Member of the House of Representatives
- In office 2016–2021

Personal details
- Born: 12 March 1986 (age 40) Lemesos, Cyprus
- Party: Solidarity Movement(2016) Citizens' Alliance (2016–2018) Anex (2019–2024) AKEL (2024-present)
- Alma mater: University of Cyprus European University Cyprus

= Anna Theologou =

Cypriot economist and politician

Anna Theologou (Άννα Θεολόγου; born 12 March 1986), is a Cypriot economist and politician who served as a member of the House of Representatives.

==Early life==
Anna Theologou was born in Limassol. She studied Economics and did postgraduate studies in Monetary and Finance at University of Cyprus. She conducted postgraduate studies in Energy Resource Management at the European University of Cyprus.

== Career ==
She was elected to the parliament in the 2016 election, for Famagusta District as a member of the Citizens' Alliance Party. She is a member of the Parliamentary Committees on Energy, Commerce, Industry and Tourism, Transport, Communications and Works, Economic and Budgetary Affairs, Development and Control of Public Expenditure, Refugees, and the Ad Hoc Parliamentary Committee on the Revision and Modernization of Parliament's Rules of Procedure.

Theologou supported the nomination of Yiorgos Lillikas for the presidential elections in 2018. However, after the electoral failure of the candidacy, she left the Citizens Alliance and became independent in the House because she disagreed with the party's decision in view of the second round of the presidential elections, for "silencing the different view".

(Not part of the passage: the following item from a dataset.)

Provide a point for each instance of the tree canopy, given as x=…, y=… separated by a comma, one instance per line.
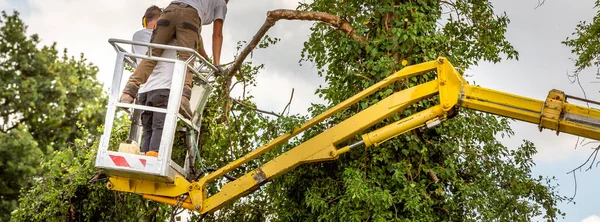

On October 30, 2019, she founded the centre-left political party "Independents", later renamed "Generation Change". In the 2021 legislative election, her party secured 2.82% of the votes, leaving her with no seat in the House of Representatives.

On January 27, 2024, it was officially announced that Anna Theologou will run in the 2024 European Elections as a candidate of the communist party AKEL, with her party Generation Change being deleted from the government registry.

==Personal life==
Anna Theologou, was crowned "Miss Carlsberg" She is a Greek Orthodox practicant and speaks English, French and Italian.